Police search rural properties for Edmonton woman missing for 2 months
Edmonton police say they're still not sure if Patricia Wendy Pangracs alive or dead
Patricia Wendy Pangracs was last heard from on June 8.
On Saturday, a full two months after the 32-year-old woman went missing, search and rescue volunteers worked with Edmonton police to scour the land around a rural intersection in Strathcona County, looking for signs of her.
Edmonton police aren't sure if she's alive or dead.
"That's why Homicide is involved and Missing Persons reached the same conclusion."
More than 20 civilian searchers and five dogs combed through properties around the intersection of Range Road 233 and Township Road 514.
Police believe that in the early hours of June 8, Pangracs travelled to the rural intersection from Beaumont, just south of Edmonton, in a white 2011 Cadillac CTS with front-end damage. Police are asking people who live along the route to check their surveillance cameras.
"We don't know what happened from this point on June 8," Buhler said, noting Pangracs was last spotted in the area on foot. "It's possible that Patricia might have sought shelter on an acreage [or] farm around here."
Landowners consented to the searches on their heavily treed, grassy properties, he said.
"We certainly don't have any reason to believe they're involved in this investigation at all, but they've been very co-operative and we do appreciate their assistance in that," he said.
The missing persons unit started investigating after getting a tip from one of Pangracs's friends on July 8 — a full month after she was last heard from.
Security footage shows Pangracs and the Cadillac at a gas station in Bruderheim, about 60 kilometres northeast of Edmonton, sometime between the evening of Friday, June 7 and Saturday, June 8.
Police have been in touch with Pangracs's parents but say she had no family connections in the Edmonton area, explaining why her disappearance was not immediately reported.
"I think people in her social group were reluctant initially to bring it to the attention of the police," Buhler said.
Some people in Pangracs's social circle are criminals, he said.

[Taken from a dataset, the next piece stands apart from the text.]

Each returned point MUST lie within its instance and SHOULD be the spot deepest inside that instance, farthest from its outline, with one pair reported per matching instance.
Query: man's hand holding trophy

"We're aware of a series of conflicts that have in some cases resulted in violence that preceded Patricia's disappearance and in some cases followed her disappearance," Buhler said.
"It's those circumstances, generally, some of which related directly to Patricia and some of which we believe that she was perhaps a peripheral player, that have caused us to become concerned."
The search around the Strathcona County intersection came up empty, EPS spokesperson Cheryl Sheppard said in an email on Sunday.
Media coverage of the search resulted in new tips to police, who asked anyone with information about the case to contact them.